I’d asked for a meeting with Erskine Bowles, the President’s chief of staff. New Jersey Democratic Senator Bob Torricelli, who was intrigued by my letter, urged Bowles to do so. Better yet, Bowles asked Deputy Treasury Secretary Larry Summers to meet with me, to discuss the letter to the President. That I did on Thursday afternoon, in Summers’ office. He was quite pleasant, especially considering I had named him the 6th Most Dangerous Man in the World in one of my website musings some months ago. (I did tell him he had dropped down the list because of competition from Fed Governor Larry Meyer, who thinks too many people are working.) Summers was receptive to my argument that the exec orders involved Great Issues worthy of discussion at a time when the whole world is looking to the United States for resolution of these issues -- both fundamental to all governments. If Kemp were to make these recommendations directly to the President, I suggested, it would fall to Summers anyway to vet the ideas. He offered an informal exchange of ideas, which immediately caused me to drop him from my list of Ten Most Dangerous Men. 
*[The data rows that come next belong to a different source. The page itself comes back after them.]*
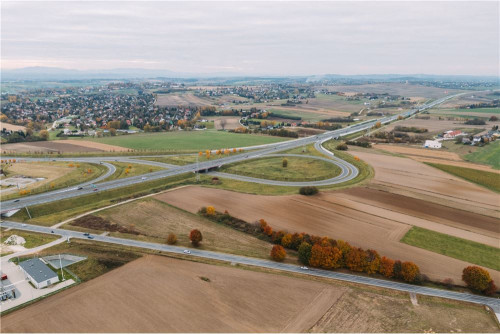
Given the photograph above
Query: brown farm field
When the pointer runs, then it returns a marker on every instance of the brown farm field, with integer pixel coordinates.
(434, 156)
(63, 146)
(159, 294)
(12, 127)
(403, 193)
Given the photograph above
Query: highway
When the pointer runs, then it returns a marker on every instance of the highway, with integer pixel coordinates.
(466, 297)
(203, 166)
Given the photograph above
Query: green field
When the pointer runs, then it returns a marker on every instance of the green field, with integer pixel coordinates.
(298, 169)
(489, 180)
(454, 247)
(489, 155)
(187, 140)
(32, 239)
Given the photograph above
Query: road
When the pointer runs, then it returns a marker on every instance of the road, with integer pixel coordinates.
(466, 297)
(207, 165)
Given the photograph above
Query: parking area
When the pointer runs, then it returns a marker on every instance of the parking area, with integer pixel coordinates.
(23, 290)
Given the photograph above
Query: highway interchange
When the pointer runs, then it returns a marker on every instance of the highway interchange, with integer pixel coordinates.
(256, 152)
(348, 172)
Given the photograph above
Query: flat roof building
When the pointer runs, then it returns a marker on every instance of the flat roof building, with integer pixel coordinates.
(38, 273)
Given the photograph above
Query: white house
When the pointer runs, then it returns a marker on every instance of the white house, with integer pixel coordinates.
(432, 144)
(38, 273)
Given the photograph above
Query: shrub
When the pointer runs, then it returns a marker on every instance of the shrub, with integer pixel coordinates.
(305, 252)
(278, 253)
(476, 278)
(195, 237)
(386, 267)
(171, 239)
(409, 272)
(308, 190)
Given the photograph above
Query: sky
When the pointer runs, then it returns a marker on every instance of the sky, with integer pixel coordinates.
(254, 38)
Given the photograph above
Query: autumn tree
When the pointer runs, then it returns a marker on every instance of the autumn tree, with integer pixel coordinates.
(356, 259)
(171, 239)
(195, 237)
(386, 267)
(476, 278)
(409, 271)
(305, 252)
(278, 253)
(210, 211)
(287, 240)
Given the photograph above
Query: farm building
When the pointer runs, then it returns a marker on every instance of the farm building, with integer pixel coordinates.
(38, 273)
(432, 144)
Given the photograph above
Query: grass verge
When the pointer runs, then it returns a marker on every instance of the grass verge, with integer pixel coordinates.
(454, 247)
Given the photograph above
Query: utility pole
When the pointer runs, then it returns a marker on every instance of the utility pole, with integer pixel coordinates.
(60, 264)
(197, 169)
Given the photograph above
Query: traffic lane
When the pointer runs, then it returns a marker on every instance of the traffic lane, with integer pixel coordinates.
(492, 302)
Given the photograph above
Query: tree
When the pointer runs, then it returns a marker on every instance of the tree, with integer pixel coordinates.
(44, 134)
(171, 239)
(195, 237)
(286, 240)
(210, 211)
(476, 278)
(278, 253)
(386, 267)
(305, 252)
(409, 271)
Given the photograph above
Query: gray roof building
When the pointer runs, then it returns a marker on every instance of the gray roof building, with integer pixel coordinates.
(38, 270)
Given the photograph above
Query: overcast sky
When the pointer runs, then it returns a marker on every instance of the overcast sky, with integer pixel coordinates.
(279, 38)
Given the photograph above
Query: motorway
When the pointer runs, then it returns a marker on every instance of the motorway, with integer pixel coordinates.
(466, 297)
(207, 165)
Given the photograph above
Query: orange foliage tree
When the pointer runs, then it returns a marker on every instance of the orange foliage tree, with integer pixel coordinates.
(195, 237)
(278, 253)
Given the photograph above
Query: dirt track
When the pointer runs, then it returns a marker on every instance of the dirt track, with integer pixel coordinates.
(159, 294)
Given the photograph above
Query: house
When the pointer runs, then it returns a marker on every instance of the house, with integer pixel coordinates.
(39, 274)
(432, 144)
(451, 134)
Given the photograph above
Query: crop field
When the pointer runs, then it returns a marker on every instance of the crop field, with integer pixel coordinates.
(489, 154)
(486, 179)
(155, 220)
(125, 169)
(56, 175)
(188, 140)
(60, 146)
(454, 247)
(166, 292)
(406, 90)
(298, 169)
(410, 193)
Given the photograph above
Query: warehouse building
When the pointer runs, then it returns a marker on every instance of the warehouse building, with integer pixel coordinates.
(38, 273)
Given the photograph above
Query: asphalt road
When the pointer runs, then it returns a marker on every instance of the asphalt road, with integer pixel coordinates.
(207, 165)
(494, 303)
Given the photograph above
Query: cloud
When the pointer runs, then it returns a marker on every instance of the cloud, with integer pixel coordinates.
(255, 38)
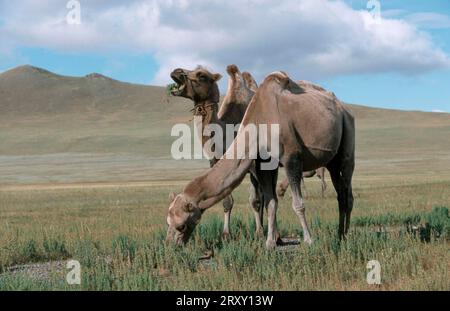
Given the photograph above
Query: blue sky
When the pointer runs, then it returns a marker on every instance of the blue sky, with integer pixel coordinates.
(120, 41)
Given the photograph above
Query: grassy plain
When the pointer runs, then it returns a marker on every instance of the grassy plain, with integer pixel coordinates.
(92, 183)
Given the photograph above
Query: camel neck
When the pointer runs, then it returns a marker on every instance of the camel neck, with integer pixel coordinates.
(206, 112)
(220, 180)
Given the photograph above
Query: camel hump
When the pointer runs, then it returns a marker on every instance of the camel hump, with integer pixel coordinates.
(232, 69)
(309, 85)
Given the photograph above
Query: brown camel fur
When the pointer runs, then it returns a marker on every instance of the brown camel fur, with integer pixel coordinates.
(200, 86)
(315, 130)
(320, 173)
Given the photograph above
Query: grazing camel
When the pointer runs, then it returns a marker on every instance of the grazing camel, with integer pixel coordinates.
(320, 173)
(200, 86)
(315, 130)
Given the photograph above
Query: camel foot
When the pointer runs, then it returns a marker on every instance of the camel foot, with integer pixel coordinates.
(307, 240)
(259, 234)
(226, 236)
(271, 244)
(280, 241)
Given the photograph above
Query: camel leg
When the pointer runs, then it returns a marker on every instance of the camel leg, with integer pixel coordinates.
(294, 169)
(282, 187)
(321, 175)
(227, 207)
(341, 173)
(268, 182)
(257, 205)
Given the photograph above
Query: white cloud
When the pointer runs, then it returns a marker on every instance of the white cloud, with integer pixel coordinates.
(429, 20)
(310, 39)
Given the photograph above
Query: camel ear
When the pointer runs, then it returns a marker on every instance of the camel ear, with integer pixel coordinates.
(250, 81)
(189, 207)
(217, 77)
(172, 197)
Similarly, I spent more than an hour each with House Minority Whip David Bonior and Rep. Charlie Rangel, the ranking Democrat on House Ways and Means, explaining the executive orders to them. My intent was not to persuade, but to alert them to my reasoning in the event the initiative went anywhere. In the past, both Bonior and Rangel have told me they are not ideologically opposed to indexing capital gains. Finally, I told both Senate Majority Leader Trent Lott and House Majority Leader Dick Armey of my discussions with Summers, arranged by the White House. The approach is at least a fresh one, in that we normally do not see Republicans suggesting executive orders to a Democratic President. In any event, we now have two distinct tracks that could break the budget gridlock in a way that would bring more rapid non-inflationary growth. Neither of them look very bright at the moment, but we surely are better off than we were a few weeks back.